Take the current client. We’re working on incredibly old PC’s – P4’s with 2gb of ram and 40gb.  DevStudio is simply un-useable. I don’t care what the minimum supported spec says, it’s painful. We’ve managed to get some new PC’s ordered, but in most other places its simply not that easy. We still have to justify why we’d like large monitors for example.

Who creates those kinds of obstacles? How they *know* what size monitor I’ll need?

There’s plenty of supporting evidence for productivity gains for using multiple monitors, check out Jeff Attwoods blog for well over 10 posts on this subject alone. In fact check out Jeff’s own setup.
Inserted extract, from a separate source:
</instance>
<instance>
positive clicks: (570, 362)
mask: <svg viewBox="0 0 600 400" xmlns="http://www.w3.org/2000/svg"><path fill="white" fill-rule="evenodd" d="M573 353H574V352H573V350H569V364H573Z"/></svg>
Personally I use dual 24”  Samsung 245B’s. But try explaining this to some guy in procurement who’s sitting in front of his own single little 19” monitor and you’re in for a struggle. Maybe its because monitors are something tangible that they can actually compare the dimensions, so maybe the question “why would anyone need a larger monitor than mine?” creeps into their heads, whereas they can’t easily measure something like ram size or cpu speed.

With our current PC’s the edit-compile-debug feedback loop takes way too long, and when the build is finished the PC takes at least 20 seconds to become responsive again. The project isn’t very large, a web project with a separate DAL and a unit test project. Still it takes what seems like a decade to complete a single build. By comparison my home machine takes less than 5 seconds.

Consider building the code an average of 100 times a day. This is not unreasonable, it equates to roughly one compile every 5 minutes. Not a massive amount when a project is in full flow. Yet if I’m wasting 20 seconds for those 100 builds then that soon mounts up to a total of over 1/2 an hour. If the build is taking 1 minute instead of 20 seconds I’m wasting over an hour a day waiting for my PC to catch up. Sum that over a week and you’re losing almost a whole day. Over a month, that’s almost a week. in my case this is currently WAY worse. A typical build will take over 3 minutes.

Suddenly when you start totalling up all those wasted seconds it starts costing significant amounts. At an average contract rate of £40 an hour that’s over a thousand pounds a month you’d be burning, all over the cost of a 500 quid PC. If the contract lasts for year.. well, you do the math.

But there’s something more insidious here, and i fell into the trap this very morning. I block copied some code <yes, gasp>, a single line, setting up an OracleParameter for a query. Now this parameter did fit entirely on the width of my tiny monitor. The trouble is as I edited the start of the line the text pushed off the right hand side of my monitor. I could no longer see the end of the line. This in itself was not a real problem except that I’d forgotten to edit & remove a bit of code assigning a value, from the end of each of those block copied lines. It took me two subsequent edit-compile-test loops which on this PC took almost 15 minutes to complete, before I discovered what I’d messed up.

Not having the correct equipment leads to a increase in defects.

I’d wasted 15 whole minutes looking for something that I wouldn’t even have done in the first place if I could see the line ends. This only gets worse as you use languages like XAML or ASP where the inserted code sometimes extends beyond even the end of my 24” widescreen. Admittedly solving it is only a code format away but wrapping lines of code sometimes makes it harder to comprehend, and even then its another step that takes time away from you solving the problem at hand.

It’s a false economy believing that using anything but the best possible PC’s for developers is a saving.. The real question is how do you justify all of this to the purse string holders if they don’t realise it themselves?? Sometimes even demonstrating the financial penalties isn’t enough!